Утром пришел мистер Верекер и отпер одну из дверей, которые накануне привлекли внимание Джорджа. За дверью обнаружилась классная комната. Репетитор в замешательстве оглядел пыльные книжные полки, паутину, опутавшую глобус и модель солнечной системы. Джордж с удовольствием наблюдал за его беспомощностью, решив, что когда-нибудь обязательно ею воспользуется. Желая показать, что он тут главный, Джордж подошел к одному из столов, смахнул пыль и, победно глядя на репетитора, сел за него. Мистер Верекер с облегчением вздохнул и начал собираться с мыслями.
Остаток утра прошел спокойно. Начали с латыни; мистера Верекера искренне радовало, что мальчик все схватывает на лету. Через несколько дней помощник священника, окончательно убедившись, что ему достался способный ученик, начал посвящать его в тонкости греческого. Джордж, предпочитая учебу скуке, инстинктивно понимал, что знание, любое, даже самое бесполезное, приносит власть. А еще ему хотелось проверить, получится ли у него незаметно подчинить себе мистера Верекера, который боялся даже собственной тени.
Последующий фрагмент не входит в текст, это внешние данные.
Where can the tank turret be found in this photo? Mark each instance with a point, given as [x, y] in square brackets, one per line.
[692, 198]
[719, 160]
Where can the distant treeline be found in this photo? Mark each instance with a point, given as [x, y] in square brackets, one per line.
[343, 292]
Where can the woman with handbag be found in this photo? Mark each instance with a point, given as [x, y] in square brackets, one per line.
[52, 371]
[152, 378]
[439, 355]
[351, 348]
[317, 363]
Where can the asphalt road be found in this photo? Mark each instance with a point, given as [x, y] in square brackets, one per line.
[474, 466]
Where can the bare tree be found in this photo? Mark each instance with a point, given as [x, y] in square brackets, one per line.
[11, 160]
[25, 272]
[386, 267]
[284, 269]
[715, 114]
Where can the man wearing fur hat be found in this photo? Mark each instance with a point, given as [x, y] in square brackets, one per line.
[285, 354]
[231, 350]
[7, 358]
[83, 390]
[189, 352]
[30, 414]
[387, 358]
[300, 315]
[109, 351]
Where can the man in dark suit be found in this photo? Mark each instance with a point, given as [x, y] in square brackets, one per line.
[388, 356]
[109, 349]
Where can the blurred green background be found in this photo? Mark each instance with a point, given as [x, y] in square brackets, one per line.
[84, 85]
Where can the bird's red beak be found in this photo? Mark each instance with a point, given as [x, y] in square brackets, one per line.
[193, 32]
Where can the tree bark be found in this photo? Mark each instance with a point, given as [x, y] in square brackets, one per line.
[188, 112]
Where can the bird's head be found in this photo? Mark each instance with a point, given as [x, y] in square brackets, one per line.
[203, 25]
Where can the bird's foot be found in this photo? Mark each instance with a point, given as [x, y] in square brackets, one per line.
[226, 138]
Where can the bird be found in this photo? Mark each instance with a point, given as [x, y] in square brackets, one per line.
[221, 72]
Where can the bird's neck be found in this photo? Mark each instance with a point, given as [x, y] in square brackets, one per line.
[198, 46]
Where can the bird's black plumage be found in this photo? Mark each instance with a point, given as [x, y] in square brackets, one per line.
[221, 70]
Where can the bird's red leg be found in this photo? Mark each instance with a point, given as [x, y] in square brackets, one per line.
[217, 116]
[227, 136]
Каждый день, кроме воскресенья, они занимались до часу, а потом Джордж спускался к миссис Мейс и перекусывал неизменной говядиной с пикулями. Однажды мистер Верекер закончил урок раньше обычного, и Джордж остался в классе, чтобы посмотреть, не найдется ли здесь чего-нибудь интересного. Книги оказались старыми изданиями сочинений Евтропия[21], Вергилия и пр., не представлявшими никакого интереса, зато в углу на полке он обнаружил шахматы в инкрустированной деревянной коробке и сильно потрепанную книгу с наполовину оторванной обложкой. На переплете названия не было; Джордж заглянул внутрь и прочитал на титульной странице: «Анализ шахматных партий, или Как за короткое время достичь совершенства в этой благородной игре», перевод с французского, классическое произведение Филидора[22], изданное в 1762 году в Лондоне. Джордж решил, что займется его изучением в свободное от занятий время.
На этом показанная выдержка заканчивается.